Selected publications:
Wave Mechanics: Behavior of a Distributed Electron Charge in an Atom
In Part one of this Paper a hypothesis is forwarded of the electron charge in an atom existing in a distributed form. To check it by methods of electrodynamics and mechanics (without invoking the formalism of quantum mechanics and the concepts of the wave function and of the operators), the potential, kinetic, and total energies were calculated for three states of the hydrogen atom, which were found to agree closely with the available experimental data. The Part two of the Paper offers additional assumptions concerning various scenarios of motion of elements of the distributed electron charge which obey fully the laws of theoretical mechanics. The angular momentum of the ground-state hydrogen atom calculated in the frame of theoretical mechanics is shown to coincide with the spin which is ℏ/2 .
Separation of Potentials in the Two-Body Problem
In contrast to the well-known solution of the two-body problem through the use of the concept of reduced mass, a solution is proposed involving separation of potentials. It is shown that each of the two point bodies moves in its own stationary potential well generated by the other body, and the magnitudes of these potentials are calculated. It is shown also that for each body separately the energy and the angular momentum laws are valid. The knowledge of the potentials in which the bodies are moving permits calculation of the trajectories of each body without resorting to the reduced mass.

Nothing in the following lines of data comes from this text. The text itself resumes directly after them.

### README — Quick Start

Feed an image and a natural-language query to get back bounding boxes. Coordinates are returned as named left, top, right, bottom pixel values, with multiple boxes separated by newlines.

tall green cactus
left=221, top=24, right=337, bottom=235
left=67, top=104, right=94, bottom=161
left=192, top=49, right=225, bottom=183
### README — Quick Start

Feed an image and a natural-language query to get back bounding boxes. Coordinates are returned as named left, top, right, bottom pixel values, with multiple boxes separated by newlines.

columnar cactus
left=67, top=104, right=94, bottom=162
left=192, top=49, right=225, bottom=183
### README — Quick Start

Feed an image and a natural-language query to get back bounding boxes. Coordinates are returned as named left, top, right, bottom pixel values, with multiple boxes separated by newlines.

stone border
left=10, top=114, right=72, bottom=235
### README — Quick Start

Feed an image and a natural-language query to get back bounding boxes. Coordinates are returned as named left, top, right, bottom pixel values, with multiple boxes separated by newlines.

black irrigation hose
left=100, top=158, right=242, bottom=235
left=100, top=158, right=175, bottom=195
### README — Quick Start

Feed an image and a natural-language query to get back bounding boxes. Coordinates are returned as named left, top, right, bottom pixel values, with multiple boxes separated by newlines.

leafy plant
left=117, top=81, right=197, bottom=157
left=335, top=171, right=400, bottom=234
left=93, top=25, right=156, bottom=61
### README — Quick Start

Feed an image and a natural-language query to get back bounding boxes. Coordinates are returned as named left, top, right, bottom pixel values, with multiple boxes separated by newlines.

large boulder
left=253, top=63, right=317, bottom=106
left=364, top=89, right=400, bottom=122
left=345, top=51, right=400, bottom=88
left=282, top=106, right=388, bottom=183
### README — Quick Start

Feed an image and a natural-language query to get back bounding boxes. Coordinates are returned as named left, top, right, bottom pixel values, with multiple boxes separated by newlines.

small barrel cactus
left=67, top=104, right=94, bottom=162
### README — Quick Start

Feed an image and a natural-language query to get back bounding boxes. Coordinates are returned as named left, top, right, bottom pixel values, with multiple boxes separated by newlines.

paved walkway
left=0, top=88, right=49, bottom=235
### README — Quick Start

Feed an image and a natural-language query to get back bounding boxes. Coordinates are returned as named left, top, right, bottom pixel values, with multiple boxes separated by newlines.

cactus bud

Vector Potential and Magnetic Field of Axially Symmetric Currents
A solution is proposed for finding the vector potential and magnetic field of any distribution of currents with axial symmetry. In this approach, the magnetic field and the vector potential are looked for not by solving a differential equation but rather through straightforward calculation of integrals of one scalar function. The solution is expressed in terms of the associated Legendre polynomials P_{lm} with the index m of the Legendre polynomials assuming one value only, m = 1. The solution has the form of a series, with the coefficients of the polynomials being combinations of multipole moments.